RIPE NCC is warning members that they suffered a credential stuffing attack attempting to gain access to single sign-on (SSO) accounts.

RIPE NCC is a not-for-profit regional Internet registry for Europe, the Middle East, and parts of Central Asia. It is responsible for allocating blocks of IP addresses to Internet providers, hosting providers, and organizations in the EMEA region.

Membership includes over 20,000 organizations from over 75 countries who act as Local Internet Registries (LIRs) to assign IP address space to other organizations in their own country. 

RIPE NCC hit by a credential stuffing attack

RIPE disclosed today that they suffered a credential stuff attack over the weekend targeting their single sign-on (SSO) service.
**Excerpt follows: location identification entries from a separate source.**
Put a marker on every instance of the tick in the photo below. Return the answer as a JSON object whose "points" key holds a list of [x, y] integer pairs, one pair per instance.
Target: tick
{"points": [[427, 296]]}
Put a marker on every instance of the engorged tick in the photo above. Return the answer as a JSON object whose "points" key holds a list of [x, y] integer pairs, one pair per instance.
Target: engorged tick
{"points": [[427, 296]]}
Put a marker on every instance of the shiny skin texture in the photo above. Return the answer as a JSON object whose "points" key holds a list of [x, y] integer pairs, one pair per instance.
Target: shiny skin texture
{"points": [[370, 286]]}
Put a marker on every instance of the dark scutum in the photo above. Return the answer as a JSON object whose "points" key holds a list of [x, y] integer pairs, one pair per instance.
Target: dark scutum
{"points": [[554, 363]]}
This SSO service is used to login to all RIPE sites, including My LIR, Resources, RIPE Database, RIPE Labs, RIPEstat, RIPE Atlas, and the RIPE Meeting websites.
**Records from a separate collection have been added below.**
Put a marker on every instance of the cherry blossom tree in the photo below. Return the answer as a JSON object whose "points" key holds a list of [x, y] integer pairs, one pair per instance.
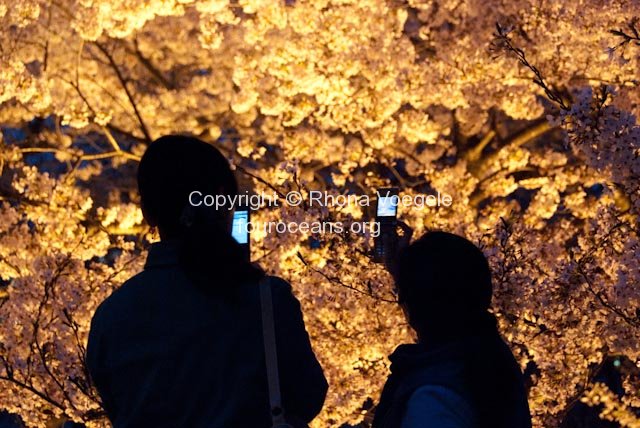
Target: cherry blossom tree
{"points": [[529, 125]]}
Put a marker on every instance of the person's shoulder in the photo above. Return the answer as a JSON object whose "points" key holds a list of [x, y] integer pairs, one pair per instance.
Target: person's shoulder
{"points": [[441, 406], [120, 299]]}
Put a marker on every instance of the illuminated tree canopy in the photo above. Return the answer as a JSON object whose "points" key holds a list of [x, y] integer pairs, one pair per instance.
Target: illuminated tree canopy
{"points": [[523, 111]]}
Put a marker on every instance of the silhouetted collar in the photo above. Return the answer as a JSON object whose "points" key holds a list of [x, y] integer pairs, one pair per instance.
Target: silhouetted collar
{"points": [[163, 253]]}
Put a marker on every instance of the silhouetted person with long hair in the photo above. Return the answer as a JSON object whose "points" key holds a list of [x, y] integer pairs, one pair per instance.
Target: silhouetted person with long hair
{"points": [[180, 344], [460, 373]]}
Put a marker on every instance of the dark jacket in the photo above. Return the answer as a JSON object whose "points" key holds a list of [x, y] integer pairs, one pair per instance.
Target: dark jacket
{"points": [[479, 368], [162, 353]]}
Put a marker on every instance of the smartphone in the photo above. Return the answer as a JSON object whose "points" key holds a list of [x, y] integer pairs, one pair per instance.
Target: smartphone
{"points": [[240, 229], [387, 202]]}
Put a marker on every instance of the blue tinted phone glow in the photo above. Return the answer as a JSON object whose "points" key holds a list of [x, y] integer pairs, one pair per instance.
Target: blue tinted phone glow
{"points": [[240, 227], [387, 206]]}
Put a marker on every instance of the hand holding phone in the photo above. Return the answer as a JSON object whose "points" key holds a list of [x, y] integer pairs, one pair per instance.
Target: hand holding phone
{"points": [[386, 215], [240, 229]]}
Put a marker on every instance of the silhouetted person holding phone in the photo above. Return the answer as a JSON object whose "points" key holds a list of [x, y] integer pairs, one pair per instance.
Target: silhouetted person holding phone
{"points": [[180, 344], [460, 373]]}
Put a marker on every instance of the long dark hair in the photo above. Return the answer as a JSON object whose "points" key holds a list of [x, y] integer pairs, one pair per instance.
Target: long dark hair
{"points": [[172, 167]]}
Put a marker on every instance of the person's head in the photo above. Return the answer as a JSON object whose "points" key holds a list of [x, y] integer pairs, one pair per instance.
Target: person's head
{"points": [[444, 285], [172, 167]]}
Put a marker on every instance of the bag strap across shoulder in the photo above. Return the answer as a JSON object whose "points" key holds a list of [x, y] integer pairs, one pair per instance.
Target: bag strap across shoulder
{"points": [[271, 354]]}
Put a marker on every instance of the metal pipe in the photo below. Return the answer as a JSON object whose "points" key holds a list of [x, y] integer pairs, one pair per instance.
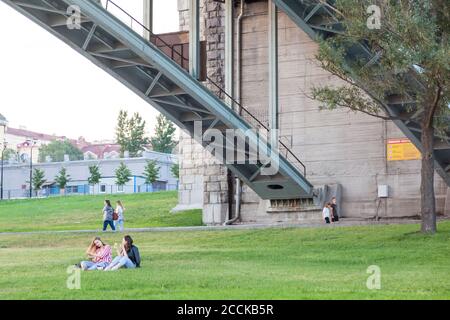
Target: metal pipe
{"points": [[239, 54], [148, 18], [229, 50], [238, 89]]}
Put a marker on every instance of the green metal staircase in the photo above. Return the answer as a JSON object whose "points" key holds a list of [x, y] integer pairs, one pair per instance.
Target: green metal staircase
{"points": [[163, 82], [317, 20]]}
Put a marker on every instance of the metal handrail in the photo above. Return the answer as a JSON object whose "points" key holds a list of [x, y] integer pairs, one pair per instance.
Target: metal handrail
{"points": [[173, 51]]}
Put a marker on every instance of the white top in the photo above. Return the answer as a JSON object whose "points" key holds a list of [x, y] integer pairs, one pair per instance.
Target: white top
{"points": [[119, 211], [326, 213]]}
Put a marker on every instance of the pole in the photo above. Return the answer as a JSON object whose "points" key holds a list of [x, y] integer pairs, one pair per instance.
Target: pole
{"points": [[31, 173], [273, 74], [1, 188], [194, 38]]}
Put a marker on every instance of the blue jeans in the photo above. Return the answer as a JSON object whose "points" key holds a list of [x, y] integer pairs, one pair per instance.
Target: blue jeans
{"points": [[110, 223], [118, 224], [89, 265], [119, 262]]}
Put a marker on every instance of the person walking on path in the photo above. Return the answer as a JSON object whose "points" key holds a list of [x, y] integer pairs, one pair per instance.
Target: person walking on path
{"points": [[334, 207], [108, 213], [127, 256]]}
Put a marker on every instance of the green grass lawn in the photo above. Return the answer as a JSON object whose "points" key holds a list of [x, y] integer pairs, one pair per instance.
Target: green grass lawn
{"points": [[321, 263], [85, 212]]}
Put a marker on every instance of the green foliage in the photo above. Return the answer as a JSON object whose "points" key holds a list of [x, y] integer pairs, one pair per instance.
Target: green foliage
{"points": [[130, 134], [163, 140], [38, 179], [151, 172], [274, 263], [62, 178], [175, 169], [94, 175], [57, 149], [123, 174]]}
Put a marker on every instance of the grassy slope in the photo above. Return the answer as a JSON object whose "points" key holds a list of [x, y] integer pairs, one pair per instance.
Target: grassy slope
{"points": [[327, 263], [84, 212]]}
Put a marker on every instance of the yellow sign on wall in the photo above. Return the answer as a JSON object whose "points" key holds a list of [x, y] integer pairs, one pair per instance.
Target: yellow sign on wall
{"points": [[402, 149]]}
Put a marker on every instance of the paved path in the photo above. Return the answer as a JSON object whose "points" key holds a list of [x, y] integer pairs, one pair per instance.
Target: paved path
{"points": [[342, 223]]}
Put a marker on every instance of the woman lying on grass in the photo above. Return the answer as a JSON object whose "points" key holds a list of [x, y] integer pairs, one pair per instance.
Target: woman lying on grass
{"points": [[99, 255], [127, 256]]}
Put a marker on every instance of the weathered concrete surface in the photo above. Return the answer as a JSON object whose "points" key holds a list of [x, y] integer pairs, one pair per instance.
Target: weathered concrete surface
{"points": [[447, 203], [340, 224], [337, 147]]}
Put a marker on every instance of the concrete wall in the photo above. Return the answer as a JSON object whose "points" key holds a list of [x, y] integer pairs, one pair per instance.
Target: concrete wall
{"points": [[337, 147], [16, 177]]}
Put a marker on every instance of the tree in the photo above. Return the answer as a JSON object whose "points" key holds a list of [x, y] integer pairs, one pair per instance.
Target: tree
{"points": [[175, 169], [163, 140], [62, 178], [95, 175], [38, 179], [123, 174], [57, 149], [412, 46], [130, 134], [122, 131], [151, 172]]}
“Last weekend, RIPE NCC Access, our single sign-on (SSO) service was affected by what appears to be a deliberate ‘credential-stuffing’ attack, which caused some downtime.

“We mitigated the attack, and we are now taking steps to ensure that our services are better protected against such threats in the future,” RIPE NCC disclosed today in an announcement on their website.

RIPE states that their investigation does not indicate that any of their accounts have been compromised, but they will immediately contact the account holders if any are found.

The RIPE NCC SSO service offers two-factor authentication, which members can enable on their profile page. RIPE urges all users to enable two-factor authentication on their Access accounts to prevent compromise in future credential-stuffing attacks.

RIPE asks any users who detect suspicious activity on their account to contact them immediately.

It is also recommended to use a different password at every site you frequent to prevent leaked credentials from being used in credential stuffing attacks at other websites.